From the above we may observe that whatever police tends to raise the market price above the natural, tends to diminish public opulence. Dearness and scarceity are in effect the same thing. When commodities are in abundance, they can be sold to the inferiour ranks of people, who can afford to give less for them, but not if they are scarce. So far therefore as goods are a conveniencey to the society, the society lives less happy when only the few can possess them. Whatever therefore keeps goods above their natural price for a permanencey, diminishes nations opulence. Such are:

1st. All taxes upon industry, upon leather, and upon shoes, which people grudge most, upon salt, beer, or whatever is the strong drink of the country, for no country wants some kind of it. Man is an anxious animal and must have his care swept off by something that can exhilarate the spirits. It is alledged that this tax upon beer is an artificial security against drunkeness, but if we attend to it, that it by no means prevents it. In countries where strong liquors are cheap, as in France and Spain, the people are generally sober. But in northern countries, where they are dear, they do not get drunk with beer but with spirituous liquors. No body presses his friend to a glass of beer unless he choose it.

2dly. Monopolies also destroy public opulence. The price of the monopolized goods is raised above what is sufficient for encourageing the labour. When only a certain person or persons have the liberty of importing a commodity, there is less of it imported than would otherwise be: the price of it is therefore higher, and fewer people supported by it. It is the concurrence of different labourer[er]s which always brings down the price. In monopolies such as the Hudson’s Bay and East India companies | the people engaged in them make the price what they please.

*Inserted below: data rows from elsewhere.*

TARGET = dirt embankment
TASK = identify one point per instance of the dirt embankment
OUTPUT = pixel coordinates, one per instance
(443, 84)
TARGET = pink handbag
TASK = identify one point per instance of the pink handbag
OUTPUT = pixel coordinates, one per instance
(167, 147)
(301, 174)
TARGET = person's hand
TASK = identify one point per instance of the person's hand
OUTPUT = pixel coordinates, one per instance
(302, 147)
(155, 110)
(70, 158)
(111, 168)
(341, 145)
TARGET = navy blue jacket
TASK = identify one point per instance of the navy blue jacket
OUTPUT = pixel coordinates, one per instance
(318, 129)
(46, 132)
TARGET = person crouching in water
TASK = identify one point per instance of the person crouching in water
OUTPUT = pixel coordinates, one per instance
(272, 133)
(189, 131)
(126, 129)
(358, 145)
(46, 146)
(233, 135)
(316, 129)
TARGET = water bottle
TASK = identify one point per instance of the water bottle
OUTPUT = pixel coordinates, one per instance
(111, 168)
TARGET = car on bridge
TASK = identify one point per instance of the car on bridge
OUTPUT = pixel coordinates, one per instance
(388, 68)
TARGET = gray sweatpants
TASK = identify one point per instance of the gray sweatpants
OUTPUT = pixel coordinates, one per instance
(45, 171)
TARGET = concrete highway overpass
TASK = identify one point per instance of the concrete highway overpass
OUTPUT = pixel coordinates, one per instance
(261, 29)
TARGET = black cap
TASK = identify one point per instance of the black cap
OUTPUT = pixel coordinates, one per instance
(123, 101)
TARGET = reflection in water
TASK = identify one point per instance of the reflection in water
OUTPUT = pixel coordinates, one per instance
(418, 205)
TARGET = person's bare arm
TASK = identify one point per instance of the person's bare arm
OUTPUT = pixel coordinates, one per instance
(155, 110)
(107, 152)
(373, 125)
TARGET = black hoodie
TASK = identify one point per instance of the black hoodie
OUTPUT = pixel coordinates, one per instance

3dly. Exclusive priviledges of corporations have the same effect. The butchers and bakers raise the price of their goods as they please, because none but their own corporation is allowed to sell in the market, and therefore their meat must be taken, whether good or not. On this account there is always required a magistrate to fix the prices. For any free commodity, such as broad cloth, there is no occasion for this, but it is necessary with bakers, who may agree among themselves to make the quantity and price what they please. Even a magistrate is not a good enough expedient for this, as he must always settle the price at the outside, else the remedy must be worse than the disease, for no body would apply to these businesses and a famine would ensue. On this account bakers and brewers have always profitable trades.

As what rises the market price above the natural one diminishes public opulence, so what brings it down below it has the same effect.

About this Quotation:

In our wanderings through the texts on the OLL website we have come across a surprising number of references to food and drink. Here is one by Adam Smith and we also have found a discussion by David Hume on turkeys (an obvious choice for a Thanksgiving Day quote) and Desiderius Erasmus on the importance of having Philosophers of the Kitchen. Now we have an Economist in the Bar.